Itt (Banlop Lomnoi), while inhabiting the body of Keng (Jarinpattra Rueangram, right), licks Jen’s scarred leg in a display of affection within the film’s ambiguous sexual dynamics. 

These factors are relevant in the sex scene because the audience already has a surreal understanding of the sexual and gender dynamics taking place. In the scene, Keng/Itt pours a tincture on Jen’s scars on her leg and then licks it off her. The scene is sexual because it involves intimate contact between Keng/Itt and a part of Jen’s body she is not always comfortable revealing, but she does here because of their intimate understanding of one another. The motivations of the sounds Jen makes in this scene are ambiguous. They could be cries of pain in relation to contact with her scars. They could be gasps of pleasure as a result of intimate contact. They could be tears of joy as a result of feeling less confused by love and experiencing intimacy with a person separate from the conventions of gender and sexuality. The ambiguity indicates it could be all three of these things at once. The understanding that it could be any of these things indicates the role of the surreal in subverting sexual and gender conventions that would normally be in play in such a scene. 

These surreal elements in Cemetery of Splendor relate to the underlying theme of the film. The soldiers in the film (including Itt) who suffer from the sleeping sickness are being held in sleep by ancient dynasties keeping them to fight in their spirit wars. In her article on this film, Violet Lucca summarizes the relevance of this:

“Just as everyone in the country [Thailand] is deprived of the right to speak against the government, so must these soldiers serve unwillingly and unconsciously; conversely, their dormancy can also be understood as suggesting a public that passively refuses to revolt against the dictatorship” (24).

The surreal elements of the film indicate Jen’s awakening from her dormancy; the surreal experience of subverting sexual and gender conventions awakens her to a broader revolution against the social and political order in Thailand.

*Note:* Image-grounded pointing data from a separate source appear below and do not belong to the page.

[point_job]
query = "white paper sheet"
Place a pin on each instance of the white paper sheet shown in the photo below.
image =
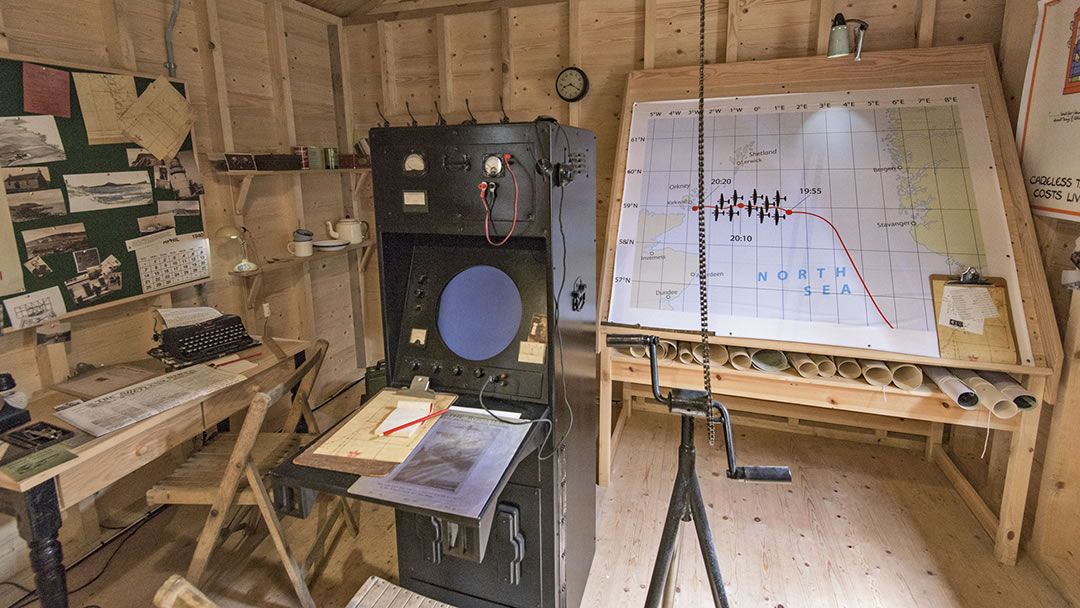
(405, 413)
(189, 315)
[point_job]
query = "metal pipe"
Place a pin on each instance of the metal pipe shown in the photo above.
(171, 61)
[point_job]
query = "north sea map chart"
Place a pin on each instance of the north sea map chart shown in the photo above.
(826, 213)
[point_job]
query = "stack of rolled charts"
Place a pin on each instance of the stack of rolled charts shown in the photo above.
(997, 392)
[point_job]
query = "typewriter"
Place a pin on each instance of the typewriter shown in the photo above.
(190, 345)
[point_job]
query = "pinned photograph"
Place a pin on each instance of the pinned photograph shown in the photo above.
(158, 223)
(189, 207)
(55, 240)
(98, 191)
(38, 268)
(240, 162)
(36, 204)
(93, 285)
(25, 179)
(110, 264)
(29, 140)
(86, 259)
(54, 334)
(34, 308)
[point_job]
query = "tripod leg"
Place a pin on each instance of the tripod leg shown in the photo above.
(667, 542)
(705, 540)
(673, 571)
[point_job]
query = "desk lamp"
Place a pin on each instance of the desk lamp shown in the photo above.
(838, 43)
(231, 233)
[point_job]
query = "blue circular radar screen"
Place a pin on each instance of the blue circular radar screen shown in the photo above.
(480, 312)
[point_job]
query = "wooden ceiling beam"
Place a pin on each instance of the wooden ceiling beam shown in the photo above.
(356, 18)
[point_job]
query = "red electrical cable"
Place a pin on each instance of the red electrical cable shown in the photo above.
(487, 210)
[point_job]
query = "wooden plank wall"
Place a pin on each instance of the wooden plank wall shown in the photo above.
(234, 56)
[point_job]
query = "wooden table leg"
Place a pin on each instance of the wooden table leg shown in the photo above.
(604, 443)
(1017, 476)
(38, 514)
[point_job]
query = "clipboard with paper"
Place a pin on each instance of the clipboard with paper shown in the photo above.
(973, 318)
(356, 446)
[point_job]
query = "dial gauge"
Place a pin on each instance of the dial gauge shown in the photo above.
(571, 84)
(414, 163)
(493, 165)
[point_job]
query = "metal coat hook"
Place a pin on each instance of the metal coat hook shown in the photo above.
(410, 116)
(472, 119)
(505, 119)
(378, 109)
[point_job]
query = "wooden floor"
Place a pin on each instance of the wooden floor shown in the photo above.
(861, 526)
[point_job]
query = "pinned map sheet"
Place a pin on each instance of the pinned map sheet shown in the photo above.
(46, 91)
(825, 214)
(104, 98)
(159, 120)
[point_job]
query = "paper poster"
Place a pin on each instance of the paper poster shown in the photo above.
(29, 140)
(159, 120)
(1049, 124)
(103, 98)
(35, 308)
(11, 272)
(99, 191)
(45, 91)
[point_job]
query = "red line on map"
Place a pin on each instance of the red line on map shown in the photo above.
(838, 238)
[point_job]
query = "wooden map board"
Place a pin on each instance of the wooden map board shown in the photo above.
(915, 67)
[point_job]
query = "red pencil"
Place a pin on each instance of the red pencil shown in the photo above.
(417, 421)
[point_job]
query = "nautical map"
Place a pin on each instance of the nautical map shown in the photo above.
(825, 214)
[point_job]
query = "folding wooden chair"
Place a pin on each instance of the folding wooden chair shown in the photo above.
(229, 472)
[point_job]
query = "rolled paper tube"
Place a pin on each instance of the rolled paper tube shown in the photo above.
(717, 354)
(685, 355)
(802, 364)
(1023, 397)
(875, 372)
(739, 357)
(952, 387)
(671, 350)
(768, 360)
(988, 396)
(848, 367)
(905, 376)
(826, 367)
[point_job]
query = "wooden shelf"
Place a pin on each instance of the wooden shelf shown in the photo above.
(243, 203)
(829, 350)
(273, 265)
(926, 403)
(278, 264)
(298, 172)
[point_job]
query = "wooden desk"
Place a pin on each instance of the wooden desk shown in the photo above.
(37, 501)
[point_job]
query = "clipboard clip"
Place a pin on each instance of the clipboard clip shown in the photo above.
(419, 388)
(970, 277)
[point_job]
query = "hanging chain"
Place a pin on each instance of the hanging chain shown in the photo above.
(702, 245)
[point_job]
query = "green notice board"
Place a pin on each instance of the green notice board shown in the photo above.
(176, 189)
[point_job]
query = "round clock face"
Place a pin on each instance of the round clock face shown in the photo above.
(571, 84)
(414, 163)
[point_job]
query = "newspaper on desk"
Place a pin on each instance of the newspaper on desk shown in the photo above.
(126, 406)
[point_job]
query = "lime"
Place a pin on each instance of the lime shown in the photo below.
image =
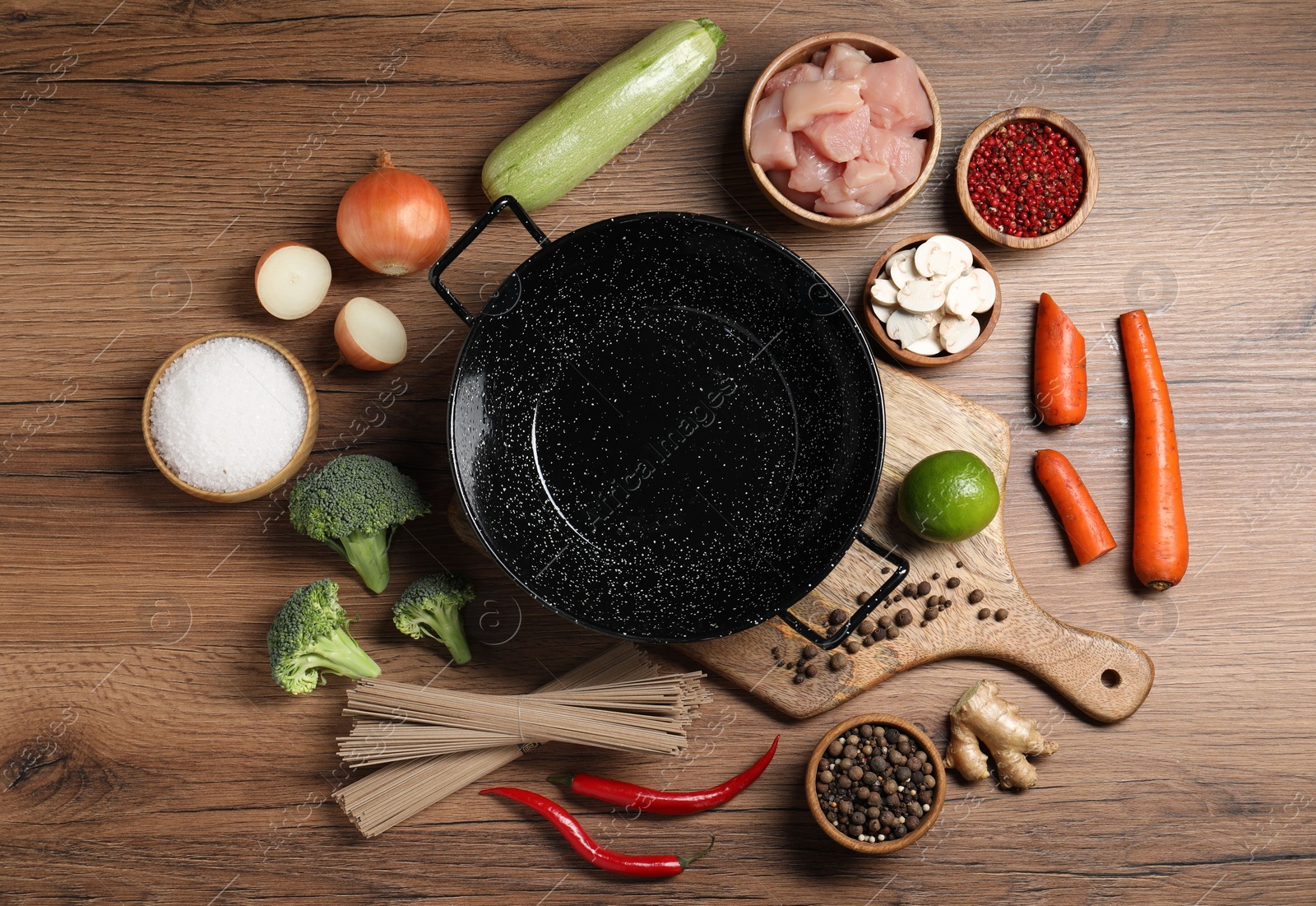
(948, 497)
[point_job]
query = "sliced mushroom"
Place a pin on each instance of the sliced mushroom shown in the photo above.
(986, 290)
(901, 267)
(920, 295)
(957, 333)
(885, 291)
(943, 256)
(971, 294)
(906, 328)
(929, 346)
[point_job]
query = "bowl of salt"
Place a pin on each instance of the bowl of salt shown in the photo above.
(230, 416)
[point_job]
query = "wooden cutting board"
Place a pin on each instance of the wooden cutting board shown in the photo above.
(1105, 677)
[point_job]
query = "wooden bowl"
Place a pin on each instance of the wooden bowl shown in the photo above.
(271, 484)
(1036, 115)
(986, 320)
(938, 792)
(799, 53)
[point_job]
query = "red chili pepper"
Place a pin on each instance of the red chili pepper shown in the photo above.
(644, 798)
(605, 859)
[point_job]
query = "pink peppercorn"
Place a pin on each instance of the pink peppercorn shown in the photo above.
(1026, 178)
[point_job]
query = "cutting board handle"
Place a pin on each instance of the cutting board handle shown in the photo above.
(1105, 677)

Cemetery of Splendor pursues the goals of surrealism in ways members of the surrealist group would not. The original surrealists believed their experiments should be offensive to members of the social and political order they critiqued. In contrast, Cemetery of Splendor uses surrealism to subvert rather than offend the social and political order, directing this subversion at an audience of people, like Jen, who have underlying confusions about this order and are prepared to be awakened by these subversions. As of 2019, this film has not been shown in Thailand. Apichatpong himself explained his thinking on this, saying, “I’m not sure if it’s the right time with a lot of censorship going on” (Lucca 26). Thus, the film has not had the opportunity to speak to the national audience who might desire and need this awakening. But it won the Un Certain Regard category at the Cannes Film Festival. For an audience ready to be awakened, it exists as a subversive work.

 

Works Cited

Benstock, Shari. Women of the Left Bank: Paris, 1900-1940, University of Texas Press, 1976. 

Breton, André. “Manifesto of Surrealism (1924).” Manifestoes of Surrealism, translated by Richard Seaver and Helen Lane, University of Michigan Press, 1972, pp. 3–47.

Buñuel, Luis. “Surrealism (1929-1933).” My Last Sigh, translated by Abigail Israel, University of Minnesota Press, 1983, pp. 3–47.

Butler, Judith. Gender Trouble: Feminism and the Subversion of Identity, Routledge, 1999.

Lucca, Violet. “Dream State.” Film Comment, Mar.-Apr. 2016, pp. 22-27.

McNair, Brian. Striptease Culture: Sex, Media and the Democratisation of Desire, Routledge, 2002.